Being a priest isn't a "job". You don't commit to being a mere "employee" when you become a priest, just as a parent doesn't get to just decide to not care for their child because they don't like the "job" anymore. When you become a priest you vow to uphold certain teachings, standards, and practices.
This is about your view of morals as they relate to religion though, right? Legally speaking priests are employees and the church is the employer. I think our government system should treat them as such.
Whether it’s right or wrong from the perspective of the church or followers of the religion should be separate from our rules about privacy.
> Legally speaking priests are employees and the church is the employer. I think our government system should treat them as such.
Priests within a religion are something like government officials and something like members in a fraternal or sororal organization (such as the Masons or Elks). In another sense they're like "independent sales representatives" in a multi-level marketing scheme. In another sense they'd be like enlisted or officers in a military. In another sense they'd be like executives in a corporation (who have contractual fiduciary, and yes, moral obligations that regular employees don't have).
The duties and expectations are different from those of regular employees. In fact, I'm sure most religious institutions have many regular employees (such as janitors, some teachers for religious schools, etcetera), who are probably held to lesser standards.
> Whether it’s right or wrong from the perspective of the church or followers of the religion should be separate from our rules about privacy.
Yes. Unfortunately we don't have many such rules when it comes to data we've shared with third parties.
Thank you for your thoughtful response, here are a couple of items for your consideration.

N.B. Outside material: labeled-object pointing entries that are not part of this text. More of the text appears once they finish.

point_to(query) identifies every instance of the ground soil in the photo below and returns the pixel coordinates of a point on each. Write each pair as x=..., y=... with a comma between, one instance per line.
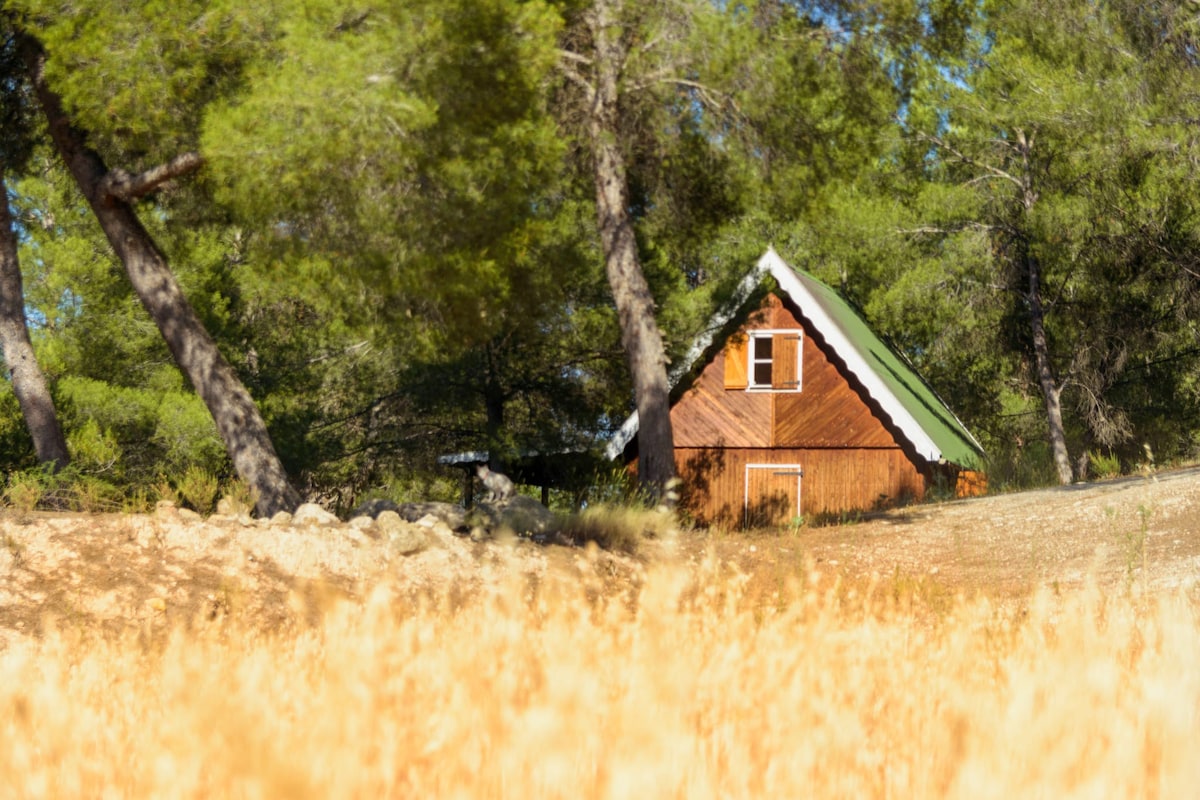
x=151, y=572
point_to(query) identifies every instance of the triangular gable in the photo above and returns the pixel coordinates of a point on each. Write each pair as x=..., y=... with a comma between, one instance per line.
x=912, y=405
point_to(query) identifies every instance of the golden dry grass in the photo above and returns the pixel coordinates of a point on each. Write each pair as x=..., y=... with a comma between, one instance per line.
x=688, y=689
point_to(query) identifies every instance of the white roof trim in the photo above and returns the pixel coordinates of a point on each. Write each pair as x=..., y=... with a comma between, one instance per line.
x=790, y=282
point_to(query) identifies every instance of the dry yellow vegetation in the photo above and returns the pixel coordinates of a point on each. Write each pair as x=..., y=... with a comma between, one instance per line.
x=684, y=686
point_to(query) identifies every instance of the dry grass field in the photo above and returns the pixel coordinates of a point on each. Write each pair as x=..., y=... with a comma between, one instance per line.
x=178, y=659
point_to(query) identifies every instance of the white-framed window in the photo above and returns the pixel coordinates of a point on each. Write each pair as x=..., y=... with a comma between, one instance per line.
x=773, y=360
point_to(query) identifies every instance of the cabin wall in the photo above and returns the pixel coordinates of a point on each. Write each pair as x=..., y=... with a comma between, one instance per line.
x=850, y=457
x=835, y=480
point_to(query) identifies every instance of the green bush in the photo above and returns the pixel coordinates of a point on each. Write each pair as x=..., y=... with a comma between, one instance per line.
x=198, y=488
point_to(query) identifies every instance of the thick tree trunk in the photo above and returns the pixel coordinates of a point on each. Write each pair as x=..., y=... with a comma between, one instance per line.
x=237, y=417
x=635, y=306
x=1050, y=389
x=28, y=382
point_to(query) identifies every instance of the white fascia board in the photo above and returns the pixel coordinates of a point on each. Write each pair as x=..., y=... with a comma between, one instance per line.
x=790, y=282
x=628, y=429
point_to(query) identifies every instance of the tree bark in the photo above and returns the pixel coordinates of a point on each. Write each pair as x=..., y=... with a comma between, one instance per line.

> This is about your view of morals as they relate to religion though, right? Legally speaking priests are employees and the church is the employer.
Everyone involved in this discussion is positing moral views that are independent from the current law. It's apparently legal for companies to sell their users personal data, just as a priest may be legally considered an "employee" even though I don't think that is what a priest is.
> I think our government system should treat them as such.
> Whether it’s right or wrong from the perspective of the church or followers of the religion should be separate from our rules about privacy.
I would disagree that the government should treat priests as employees, but regrettably I think this won't be a fruitful venue for discussing this since it's likely that we have too many different priors in this area that would take too long to hash out.
In terms of how privacy rules should work, I am generally inclined to support generalized prohibitions on selling/distributing user data without an explicit voluntary opt-in. Where I likely differ is in that I don't believe that in principle it's wrong to use available data in ways that I see as being moral. If a company has data that would prove one of their users is a serial killer I'd say they'd have the obligation to use that to help the killer get caught, but I also think generally in order to prevent greater societal evils that user data should be protected.
I'll try an example, hopefully it's not too strained. I think spying on people in their homes would be bad, it would be detrimental to familial privacy and unity among other things. But if someone happens to see into someone's house and witness a crime I wouldn't have any issue with that crime being reported. So I can say we should have laws preventing peeping toms/protecting privacy in homes while also not seeing every instantiation of acquiring information as being immoral in and of itself. Hope that makes sense, I'm a bit scrambled right now regrettably.